Hello List,
I have really just started dabbling in Ruby and have found my first
little task that I can use to try out some of what I’ve read.
Basically I’m reading in a CSV file and converting it into a proprietry
XML format. To facilitate in the XML generation, I store the items in a
Hash of Hashes of Arrays. Where the first level of hashing is based on
the type of data item, the second hash is based on the item’s parent,
and the Array carries all the items for a specific parent.
eg. hash=Hash[“class1” => {“parent1” =>
[class1(“a”),class1(“b”),class1(“c”)], “parent2” =>
[class1(“e”),class1(“f”),class1(“g”)], …}, “class2” => […], …]
The code below does this in a somewhat clumsy way using Ruby. I find
that when running this on 10 000 lines -> execution time is 4.5 seconds,
however if I increase to 300 000 lines (30 times the data) -> execution
time is 14 min 21 sec (168 times the execution time). Is this nonlinear
scaling due to allocating memory to hold the data? Could I improve this
using symbols? Any other general remarks would be appreciated.

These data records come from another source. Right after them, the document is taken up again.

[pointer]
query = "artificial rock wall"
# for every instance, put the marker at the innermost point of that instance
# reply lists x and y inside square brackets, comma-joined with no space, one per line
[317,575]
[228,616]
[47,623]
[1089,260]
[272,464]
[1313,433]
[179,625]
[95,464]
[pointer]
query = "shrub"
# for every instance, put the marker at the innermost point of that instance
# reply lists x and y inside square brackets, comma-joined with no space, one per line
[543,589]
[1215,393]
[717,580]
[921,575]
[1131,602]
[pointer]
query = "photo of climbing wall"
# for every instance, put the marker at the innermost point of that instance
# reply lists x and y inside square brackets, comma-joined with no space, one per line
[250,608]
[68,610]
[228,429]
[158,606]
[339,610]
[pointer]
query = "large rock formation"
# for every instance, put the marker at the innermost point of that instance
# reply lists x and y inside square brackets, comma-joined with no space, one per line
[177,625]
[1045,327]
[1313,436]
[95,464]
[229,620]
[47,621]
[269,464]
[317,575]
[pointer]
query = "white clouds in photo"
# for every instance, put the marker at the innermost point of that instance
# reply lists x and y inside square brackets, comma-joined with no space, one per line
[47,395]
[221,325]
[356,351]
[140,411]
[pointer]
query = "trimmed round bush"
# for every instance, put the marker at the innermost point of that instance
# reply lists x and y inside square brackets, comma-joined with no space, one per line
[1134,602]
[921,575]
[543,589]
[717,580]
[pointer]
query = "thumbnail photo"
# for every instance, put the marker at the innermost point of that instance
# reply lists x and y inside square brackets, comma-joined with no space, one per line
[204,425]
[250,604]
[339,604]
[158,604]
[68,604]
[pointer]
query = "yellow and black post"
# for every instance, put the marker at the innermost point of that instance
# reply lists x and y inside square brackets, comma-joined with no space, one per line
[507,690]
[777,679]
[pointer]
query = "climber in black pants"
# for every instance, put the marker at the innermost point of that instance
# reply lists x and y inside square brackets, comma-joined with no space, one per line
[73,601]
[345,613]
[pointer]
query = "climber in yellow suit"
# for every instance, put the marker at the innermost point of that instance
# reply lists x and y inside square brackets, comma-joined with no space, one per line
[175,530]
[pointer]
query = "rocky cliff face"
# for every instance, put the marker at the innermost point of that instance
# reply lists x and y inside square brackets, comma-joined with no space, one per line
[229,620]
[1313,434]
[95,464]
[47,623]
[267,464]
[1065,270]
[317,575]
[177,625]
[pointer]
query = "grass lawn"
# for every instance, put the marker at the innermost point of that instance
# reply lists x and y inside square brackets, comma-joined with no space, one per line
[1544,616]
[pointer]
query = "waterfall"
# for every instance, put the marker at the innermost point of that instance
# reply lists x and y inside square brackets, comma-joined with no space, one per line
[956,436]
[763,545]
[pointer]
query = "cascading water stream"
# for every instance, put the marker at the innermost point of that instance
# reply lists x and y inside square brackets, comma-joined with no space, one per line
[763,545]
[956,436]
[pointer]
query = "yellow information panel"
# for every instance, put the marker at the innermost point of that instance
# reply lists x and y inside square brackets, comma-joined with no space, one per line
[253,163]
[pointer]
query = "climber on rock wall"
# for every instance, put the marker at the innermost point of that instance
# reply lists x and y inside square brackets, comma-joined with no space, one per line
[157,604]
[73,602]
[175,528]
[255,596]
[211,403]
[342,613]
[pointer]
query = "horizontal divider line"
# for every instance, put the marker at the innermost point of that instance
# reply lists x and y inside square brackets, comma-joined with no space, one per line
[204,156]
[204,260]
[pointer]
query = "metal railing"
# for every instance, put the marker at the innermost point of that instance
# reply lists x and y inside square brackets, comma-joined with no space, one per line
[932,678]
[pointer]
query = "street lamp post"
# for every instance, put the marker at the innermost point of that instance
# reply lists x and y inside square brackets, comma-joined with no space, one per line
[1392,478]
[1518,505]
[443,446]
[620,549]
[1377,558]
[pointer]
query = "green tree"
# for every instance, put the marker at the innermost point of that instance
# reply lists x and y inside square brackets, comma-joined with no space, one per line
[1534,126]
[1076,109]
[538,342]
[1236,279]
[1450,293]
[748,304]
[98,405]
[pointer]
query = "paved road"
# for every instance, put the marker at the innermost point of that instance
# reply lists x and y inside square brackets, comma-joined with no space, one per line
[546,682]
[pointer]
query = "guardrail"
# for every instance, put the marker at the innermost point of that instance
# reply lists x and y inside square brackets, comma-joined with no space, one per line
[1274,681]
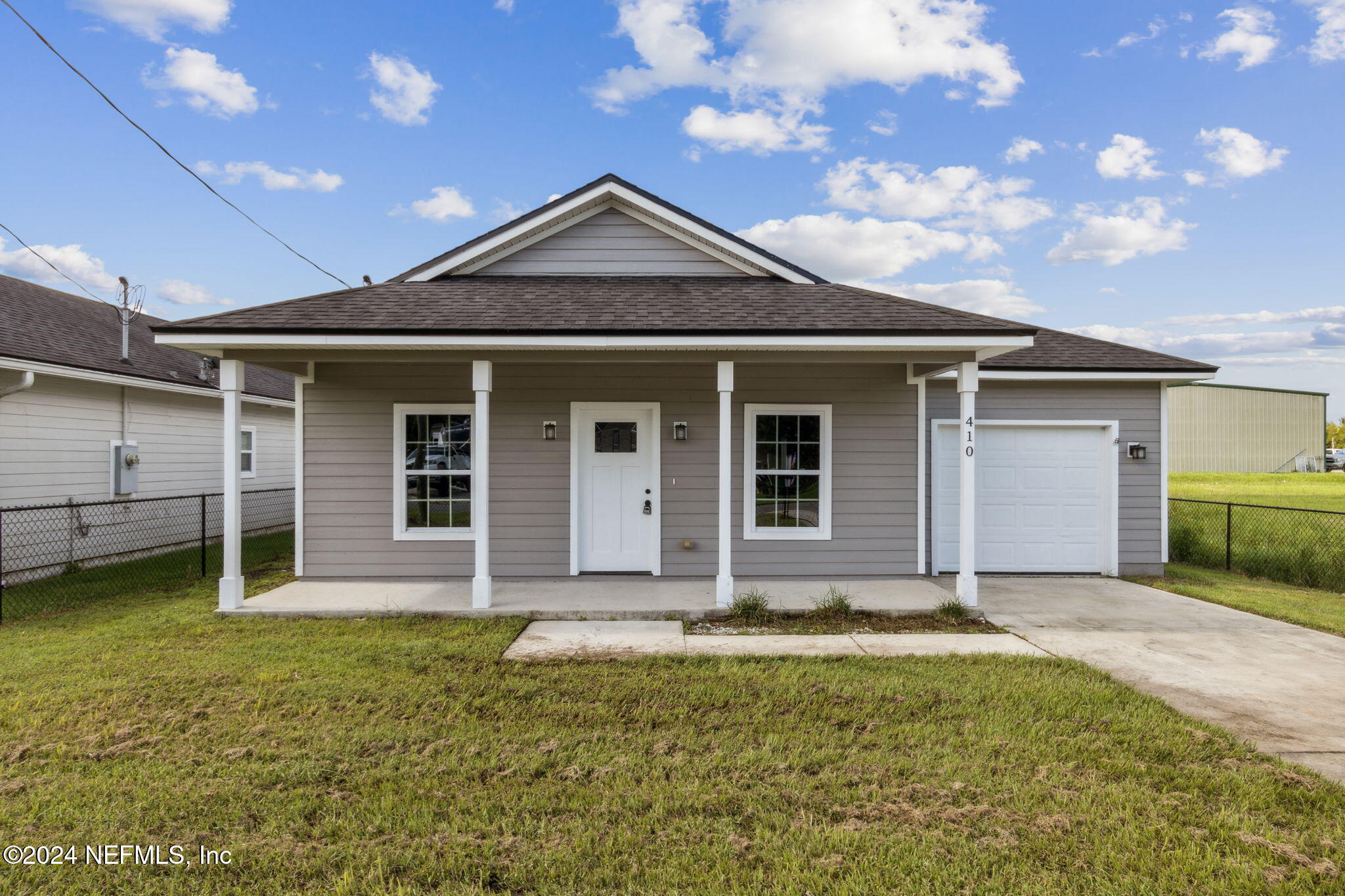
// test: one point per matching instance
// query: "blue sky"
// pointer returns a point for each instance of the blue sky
(1181, 188)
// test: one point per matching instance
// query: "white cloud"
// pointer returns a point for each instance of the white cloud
(994, 297)
(786, 55)
(206, 86)
(1329, 43)
(1128, 158)
(404, 93)
(1021, 150)
(72, 258)
(860, 250)
(179, 292)
(959, 195)
(1238, 154)
(444, 205)
(1328, 313)
(152, 19)
(233, 172)
(1251, 37)
(1136, 228)
(759, 131)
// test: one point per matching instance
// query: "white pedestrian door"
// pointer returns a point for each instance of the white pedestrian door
(615, 450)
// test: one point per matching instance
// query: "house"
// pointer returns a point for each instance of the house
(612, 385)
(1247, 429)
(70, 400)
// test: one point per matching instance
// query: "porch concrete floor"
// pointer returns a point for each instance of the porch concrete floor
(576, 598)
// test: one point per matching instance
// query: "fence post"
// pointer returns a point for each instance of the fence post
(202, 536)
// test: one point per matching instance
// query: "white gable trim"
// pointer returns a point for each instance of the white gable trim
(592, 202)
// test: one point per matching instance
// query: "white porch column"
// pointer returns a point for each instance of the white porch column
(232, 580)
(482, 484)
(724, 581)
(967, 377)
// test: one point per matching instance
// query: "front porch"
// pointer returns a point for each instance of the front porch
(576, 598)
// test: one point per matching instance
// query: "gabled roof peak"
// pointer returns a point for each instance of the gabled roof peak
(608, 191)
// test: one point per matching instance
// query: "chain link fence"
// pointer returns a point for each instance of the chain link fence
(57, 557)
(1294, 545)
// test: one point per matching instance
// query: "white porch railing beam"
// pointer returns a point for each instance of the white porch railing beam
(232, 578)
(482, 484)
(724, 581)
(967, 385)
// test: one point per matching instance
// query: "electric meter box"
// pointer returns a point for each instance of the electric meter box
(125, 469)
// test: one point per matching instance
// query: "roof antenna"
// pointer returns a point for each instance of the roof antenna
(132, 300)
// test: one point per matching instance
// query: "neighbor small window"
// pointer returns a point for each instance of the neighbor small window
(249, 452)
(789, 472)
(433, 457)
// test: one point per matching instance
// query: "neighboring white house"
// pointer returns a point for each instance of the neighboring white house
(69, 400)
(81, 427)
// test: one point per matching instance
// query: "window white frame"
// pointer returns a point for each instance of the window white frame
(400, 531)
(249, 472)
(751, 532)
(1110, 559)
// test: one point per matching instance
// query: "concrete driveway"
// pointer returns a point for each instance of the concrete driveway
(1279, 685)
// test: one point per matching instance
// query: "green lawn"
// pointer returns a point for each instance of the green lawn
(403, 757)
(1315, 490)
(1312, 608)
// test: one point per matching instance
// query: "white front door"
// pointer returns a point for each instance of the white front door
(1043, 499)
(617, 481)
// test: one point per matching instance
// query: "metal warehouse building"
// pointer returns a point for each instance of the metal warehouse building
(1245, 429)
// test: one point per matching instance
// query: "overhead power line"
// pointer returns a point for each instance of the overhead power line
(47, 263)
(164, 150)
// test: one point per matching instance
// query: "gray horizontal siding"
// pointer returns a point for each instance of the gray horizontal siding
(349, 479)
(611, 242)
(1136, 406)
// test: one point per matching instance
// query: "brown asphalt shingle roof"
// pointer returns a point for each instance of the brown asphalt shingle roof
(51, 327)
(663, 305)
(602, 304)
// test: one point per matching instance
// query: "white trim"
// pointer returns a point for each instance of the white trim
(606, 192)
(749, 531)
(252, 452)
(657, 477)
(1111, 486)
(218, 341)
(1170, 377)
(300, 382)
(121, 379)
(921, 467)
(1162, 468)
(400, 531)
(724, 572)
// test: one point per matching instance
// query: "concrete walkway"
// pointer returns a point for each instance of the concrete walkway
(553, 640)
(1279, 685)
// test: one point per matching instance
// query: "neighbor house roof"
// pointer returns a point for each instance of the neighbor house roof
(57, 328)
(606, 181)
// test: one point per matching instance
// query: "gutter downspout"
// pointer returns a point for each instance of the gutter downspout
(22, 386)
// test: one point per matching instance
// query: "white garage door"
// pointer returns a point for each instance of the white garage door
(1043, 499)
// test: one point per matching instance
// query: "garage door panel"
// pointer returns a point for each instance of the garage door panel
(1042, 498)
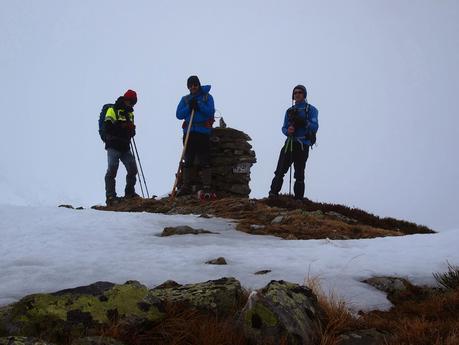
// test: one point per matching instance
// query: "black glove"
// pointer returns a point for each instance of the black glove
(292, 112)
(193, 104)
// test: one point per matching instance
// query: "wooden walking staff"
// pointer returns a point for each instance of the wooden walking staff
(181, 157)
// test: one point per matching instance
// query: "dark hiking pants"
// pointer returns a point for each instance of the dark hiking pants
(127, 158)
(298, 155)
(197, 153)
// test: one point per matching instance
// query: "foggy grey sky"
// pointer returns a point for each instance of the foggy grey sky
(383, 75)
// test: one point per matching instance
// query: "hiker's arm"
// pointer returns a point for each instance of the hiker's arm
(183, 111)
(314, 119)
(285, 126)
(207, 108)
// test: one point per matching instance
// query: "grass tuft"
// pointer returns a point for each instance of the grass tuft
(449, 280)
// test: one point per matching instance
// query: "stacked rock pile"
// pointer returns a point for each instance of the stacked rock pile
(231, 158)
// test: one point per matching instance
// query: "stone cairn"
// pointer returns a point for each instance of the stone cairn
(231, 158)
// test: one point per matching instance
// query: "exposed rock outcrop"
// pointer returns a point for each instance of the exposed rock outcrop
(221, 296)
(183, 230)
(282, 311)
(77, 312)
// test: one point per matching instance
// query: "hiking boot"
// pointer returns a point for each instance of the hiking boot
(184, 190)
(273, 196)
(131, 196)
(112, 200)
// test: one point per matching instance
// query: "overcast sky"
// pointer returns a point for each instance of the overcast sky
(383, 74)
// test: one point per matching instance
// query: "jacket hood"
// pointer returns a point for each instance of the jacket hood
(204, 89)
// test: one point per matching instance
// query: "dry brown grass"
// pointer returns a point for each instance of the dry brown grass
(424, 317)
(182, 325)
(300, 221)
(337, 318)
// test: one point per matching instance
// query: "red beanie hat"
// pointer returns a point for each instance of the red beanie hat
(131, 95)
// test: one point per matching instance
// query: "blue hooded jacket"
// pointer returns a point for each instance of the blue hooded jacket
(204, 117)
(310, 118)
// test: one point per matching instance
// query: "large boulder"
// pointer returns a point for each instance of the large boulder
(220, 297)
(282, 313)
(78, 312)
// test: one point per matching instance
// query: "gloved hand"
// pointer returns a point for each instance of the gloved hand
(130, 128)
(194, 104)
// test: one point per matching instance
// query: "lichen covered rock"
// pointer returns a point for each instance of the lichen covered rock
(77, 312)
(16, 340)
(282, 312)
(220, 297)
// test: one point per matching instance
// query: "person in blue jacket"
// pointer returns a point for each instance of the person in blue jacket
(300, 127)
(198, 148)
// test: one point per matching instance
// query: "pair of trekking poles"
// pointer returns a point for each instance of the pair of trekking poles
(135, 152)
(141, 175)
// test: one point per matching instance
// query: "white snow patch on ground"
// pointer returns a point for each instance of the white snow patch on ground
(49, 249)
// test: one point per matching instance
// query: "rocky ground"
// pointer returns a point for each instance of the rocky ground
(282, 217)
(222, 312)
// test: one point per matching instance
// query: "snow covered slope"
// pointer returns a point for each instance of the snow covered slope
(48, 249)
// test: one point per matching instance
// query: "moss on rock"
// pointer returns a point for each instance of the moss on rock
(67, 314)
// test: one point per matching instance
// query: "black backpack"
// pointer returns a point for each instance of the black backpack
(102, 120)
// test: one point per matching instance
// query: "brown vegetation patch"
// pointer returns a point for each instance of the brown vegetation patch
(299, 220)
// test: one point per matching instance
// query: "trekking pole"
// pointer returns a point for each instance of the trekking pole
(181, 157)
(291, 162)
(140, 164)
(138, 173)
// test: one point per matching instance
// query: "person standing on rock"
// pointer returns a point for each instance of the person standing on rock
(119, 129)
(197, 152)
(300, 127)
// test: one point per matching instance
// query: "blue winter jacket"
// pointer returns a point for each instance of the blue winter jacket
(310, 118)
(204, 117)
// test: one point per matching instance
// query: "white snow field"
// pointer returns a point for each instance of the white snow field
(45, 249)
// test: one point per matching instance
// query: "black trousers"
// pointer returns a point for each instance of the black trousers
(298, 155)
(198, 150)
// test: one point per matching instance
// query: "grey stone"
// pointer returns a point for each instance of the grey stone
(219, 297)
(183, 230)
(17, 340)
(262, 272)
(364, 337)
(78, 312)
(167, 284)
(97, 341)
(277, 220)
(389, 285)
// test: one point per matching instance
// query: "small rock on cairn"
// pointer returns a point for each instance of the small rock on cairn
(231, 158)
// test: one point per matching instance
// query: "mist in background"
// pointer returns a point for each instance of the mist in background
(383, 74)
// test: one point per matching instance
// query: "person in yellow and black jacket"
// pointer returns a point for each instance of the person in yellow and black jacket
(119, 129)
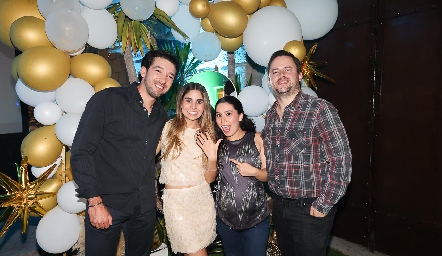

csv_file.each_line do |line| #FORMAT:
PARENT1,PARENT2,PARENT3,ITEM,ITEMR,ITEMTYPE,SUBITEM,ITEM_LAYER,PNAME,PVALUE,LEVEL
sl=line.split(",")
parent1=sl[0]; parent2=sl[1]; parent3=sl[2]; item=sl[3];
itemr=sl[4]; itemtype=sl[5]; subitem=sl[6]; item_layer=sl[7];
pname=sl[8]; pvalue=sl[9]; level=sl[10]
if parent1 == “NONE” && parent2 != “NONE”
parent_type=“PARENT2”
node=parent2
elsif parent1 != “NONE” && parent2 == “NONE”
parent_type=“PARENT1”
node=parent1
end
i = case level
when “ITEM” then Item.new(node,item)
when “SUBITEM” then Subitem.new(node,item,subitem)
when “ITEM_LAYER” then
Item_layer.new(node,item,subitem,item_layer)
when “RELATION” then Relation.new(node,item,itemr)
when “PARENT3” then Parent3.new(node,parent3)
when “PARENT2” then Parent2.new(parent2)
when “PARENT1” then Parent1.new(parent1)
end
if ! i.nil?
hash[(i.class)]=Hash.new if hash[(i.class)].nil?
hash[(i.class)][(i.parent)]=Array.new if
hash[(i.class)][(i.parent)].nil?
ind = hash[(i.class)][(i.parent)].index(i)
if ind.nil?
i.addSetting( Setting.new( pname, pvalue ) )
hash[(i.class)][(i.parent)].push(i)
else
(hash[(i.class)][(i.parent)])[ind].addSetting(
Setting.new( pname, pvalue ) )
end
end
end
Thanks in advance,
Jeremy